Reaching New Heights With Tilt-Up Construction

Photo courtesy of Big 4 Steel.

Photo courtesy of Big 4 Steel.

In the outskirts of major metropolitan areas, the need for Class A office buildings is high, but available land is scarce. To accommodate this demand, the construction trend is moving to four-, five- and six-story buildings, rather than the lower structures that had once been in favor. Despite the old perception that tilt-up construction is best for big, gray warehouses, it has proven to be an ideal solution for these structures, even at increased heights.

Tilt-up is an effective method for reducing both construction costs and the total cost of building ownership. In a study published by Construction Specifier in June 2013, researchers found that tilt-up provided a savings of $7-10 per square foot on the cost of the core and shell construction versus steel framed construction with precast cladding. Tilt-up also delivers speed of construction and a sophisticated palette of architectural finishes, including flexibility of panel sizes for creating unique looks.
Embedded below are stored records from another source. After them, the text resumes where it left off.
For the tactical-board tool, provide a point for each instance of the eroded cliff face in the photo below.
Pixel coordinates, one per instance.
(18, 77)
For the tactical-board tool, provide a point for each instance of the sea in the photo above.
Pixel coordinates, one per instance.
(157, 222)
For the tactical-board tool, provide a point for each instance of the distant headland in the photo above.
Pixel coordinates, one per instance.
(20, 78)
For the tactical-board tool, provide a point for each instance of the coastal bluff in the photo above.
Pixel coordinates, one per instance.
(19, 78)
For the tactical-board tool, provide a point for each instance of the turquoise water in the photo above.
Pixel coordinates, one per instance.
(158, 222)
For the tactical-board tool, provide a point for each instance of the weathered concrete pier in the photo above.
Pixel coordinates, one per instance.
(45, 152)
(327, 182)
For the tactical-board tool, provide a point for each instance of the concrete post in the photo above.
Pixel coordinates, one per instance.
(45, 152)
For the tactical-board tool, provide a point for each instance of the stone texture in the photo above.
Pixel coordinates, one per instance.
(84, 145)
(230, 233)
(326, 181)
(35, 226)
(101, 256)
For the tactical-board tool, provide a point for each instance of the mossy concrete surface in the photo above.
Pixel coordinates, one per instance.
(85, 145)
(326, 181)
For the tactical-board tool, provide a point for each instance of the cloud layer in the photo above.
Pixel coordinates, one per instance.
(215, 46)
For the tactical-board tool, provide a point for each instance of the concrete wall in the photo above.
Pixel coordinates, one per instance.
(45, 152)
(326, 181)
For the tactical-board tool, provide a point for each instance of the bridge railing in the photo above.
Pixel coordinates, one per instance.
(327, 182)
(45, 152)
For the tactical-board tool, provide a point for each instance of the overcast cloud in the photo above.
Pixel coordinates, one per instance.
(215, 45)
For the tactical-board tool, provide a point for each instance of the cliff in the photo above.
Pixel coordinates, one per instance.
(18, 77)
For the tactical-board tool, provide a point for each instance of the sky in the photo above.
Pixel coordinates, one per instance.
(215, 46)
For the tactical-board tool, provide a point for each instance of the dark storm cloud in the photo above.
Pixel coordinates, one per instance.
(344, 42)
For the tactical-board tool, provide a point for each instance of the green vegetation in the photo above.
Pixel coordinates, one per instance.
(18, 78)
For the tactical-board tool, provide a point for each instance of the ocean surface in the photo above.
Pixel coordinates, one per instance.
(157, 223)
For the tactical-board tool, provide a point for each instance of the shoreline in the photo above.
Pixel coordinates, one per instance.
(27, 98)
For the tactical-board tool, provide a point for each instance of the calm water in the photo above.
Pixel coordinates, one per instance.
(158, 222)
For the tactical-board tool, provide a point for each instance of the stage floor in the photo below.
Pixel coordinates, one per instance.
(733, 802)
One of LJB’s most recent multi-story projects showcases the heights and sophistication that can be reached with tilt-up today.

At six stories, The Reserve at Sierra Pines II is the tallest building constructed with load-bearing tilt-up concrete in Texas. The 154,000-square-foot Class A building is vertical in its proportions, which differentiates it from many tilt-up projects. Because there was no precedent for a tilt-up structure of this magnitude in Houston, Powers Brown Architecture (PBA) relied on LJB’s tilt-up expertise and ingenuity to design the right structural solution for this project.

But, how do you reach heights of five and six stories? According to the Tilt-Up Concrete Association, single panels of nearly 100 feet tall have been lifted on tilt-up projects in recent years. Panels of this height are typically used for key architectural features, such as towers or steeples. The introduction of advanced construction equipment—including higher capacity cranes and larger braces—has made these feats achievable. However, to retain cost efficiency for multi-story office buildings, contractors are stacking panels in elevation to achieve greater heights. For example, Sierra Pines’ six stories were constructed with a lower four-story panel, and a two-story panel stacked on top. The transition in panels also allowed PBA architectural freedom that would not have been possible with a full six-story panel.

For now, tall architectural features and stacking panels to achieve six stories are stretching the limits of tilt-up. With design and construction innovation, tilt-up is sure to continue reaching new heights in the coming years.